Später lese ich, dass der Mann aus dem Süden, besser bekannt als Ministerpräsident Söder, möchte, dass alle gegen Covid-19 geimpften nach neun Monaten den Geimpften-Status verlieren, weil die genialen Impfstoffe mit der Zeit mehr und mehr ihre Wirkung verlieren. Ich weiß zwar jetzt nicht, ob das bei den bisher Ungeimpften die Bereitschaft, sich impfen zu lassen, erhöht, aber ich habe eh wenig Ahnung von den Dingen und ihren Auswirkungen. Also wird er schon Recht haben und wenn man weiß, dass man alle neun Monate einen neuen Schuss braucht, dann kann man vielleicht ein Abo abschließen. Die Menschen lieben nämlich Abos und Kontinuität.

Mittwoch
Direkt nach dem Aufwachen erhalte ich eine Unwetterwarnung auf dem Tablet. Weil das Wetter für mich unverdächtig ausschaut, lese ich nach, was für ein Unwetter uns erwartet. Es wird vor extremer Kälte gewarnt, da die Temperatur sich bis auf 1 Grad runterkühlt, vor allem nachts. Auch so ein Beispiel für die um sich greifende Verblödung. Das Wetter ist so, wie es sein muss, es ist kalt, von irgendeinem Unwetter keine Spur, aber weil es blöd klingt, wenn irgendwo stehen würde, dass alles normal ist, gibt es eine Warnung vor extremer Kälte. Das ist wirklich mehr als bescheuert und wenig hilfreich. Alles, sei es auch noch so banal, muss als irgendein Extrem bezeichnet werden. Und wenn dann tatsächlich mal was Extremes passiert, nimmt es im schlimmsten Fall keiner ernst, weil Meldungen über extreme Bedingungen längst Alltag sind. Schöne, neue Welt.
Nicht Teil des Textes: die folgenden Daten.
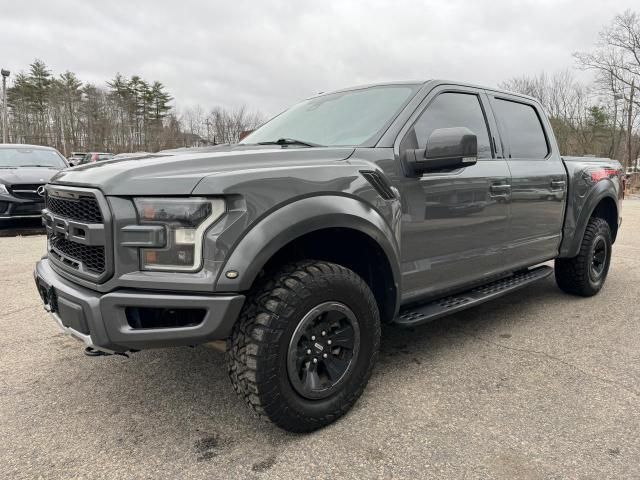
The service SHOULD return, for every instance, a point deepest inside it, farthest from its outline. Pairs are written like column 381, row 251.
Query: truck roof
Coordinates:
column 432, row 82
column 24, row 145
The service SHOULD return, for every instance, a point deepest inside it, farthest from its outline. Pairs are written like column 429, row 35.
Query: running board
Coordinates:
column 439, row 308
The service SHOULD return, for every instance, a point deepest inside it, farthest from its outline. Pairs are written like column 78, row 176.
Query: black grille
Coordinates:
column 85, row 209
column 91, row 256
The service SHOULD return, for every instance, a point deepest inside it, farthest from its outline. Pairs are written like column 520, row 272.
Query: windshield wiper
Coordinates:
column 291, row 141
Im Büro geht es gemächlich zu. Am Nachmittag fallen alle Termine aus, Kollegin Örge hat Berichte für eine andere Maßnahme zu schreiben und ich rufe Jens an, um alles Wichtige für morgen durchzugeben. Nachdem das erledigt ist, folgt der obligatorische Small-Talk und das Gespräch verfällt in eine ziemliche Holprigkeit. Ich habe nichts zu erzählen und da wir kaum noch Kontakt haben, gibt es auch keine neuen Themen, die wir witzig und unterhaltsam aufbereiten können. Weil das Gespräch daher zäh ist und ich eh nicht der Meister des Small-Talks bin, beenden wir das Gespräch bald. Das werden vermutlich ziemlich langweilige, auf jeden Fall unlustige, zwölf bis vierundzwanzig Monate, die mir hier bevorstehen. Es ist tatsächlich so, dass es, je länger ich dabei bin, an diesem Arbeitsstandort immer öder wird. Ich verlerne es mehr und mehr mit anderen einfach locker zu plaudern und irgendwann werde ich mich und meine Langweiligkeit nicht mehr ertragen können. Kaum vorstellbar, dass ich vor zwei Wochen am anderen Standort noch so viel Spaß hatte. Ich fürchte, für meine Entwicklung ist die Rückkehr an diesen Standort gar nicht gut.

Weil nicht viel passiert, lese ich ein wenig zu den neuesten Corona-Entwicklungen in anderen Ländern. In Dänemark steigen die Zahlen, trotz einer Impfquote von ca. 86% bei den über 12 jährigen, wieder so stark an, dass es dort erneut Corona-Regeln geben wird. Dabei ist das zu erwarten gewesen, weil das Impf-Abo da noch nicht großzügig beworben und angeboten wird. Daher sollte irgendwer den Dänen das Impf-Abo, bei dem man alle neun Monate mit neuem Stoff versorgt wird, empfehlen. Das ist letztlich so als würde man sich selbst Upgraden, quasi auf ein neues Level heben, wenn man so ein Impf-Abo abschließt. Ziemlich geil also. In Schweden mit einer Impfquote von 80% bei den über 12-jährigen wartet man noch auf die vierte Welle und die ist sehr wahrscheinlich, weil erst etwa 16% der 12 – 15-jährigen geimpft sind. Gefährlich, gefährlich. Am Beispiel Israel kann man deutlich sehen, dass Booster-Impfungen, ein Begriff für den man eigentlich geohrfeigt werden müsste, die Zahlen wieder deutlich senken können. Egal also, wie man zu all dem steht, sicher ist nur, dass ein Impf-Abo eine sinnvolle Sache ist. Damit habe ich genug Informationen gesammelt und kann mich wieder meiner eigenen Blödheit, die täglich ausgeprägter wird, widmen. Gegen Verblödung wurde leider noch keine Impfung erfunden.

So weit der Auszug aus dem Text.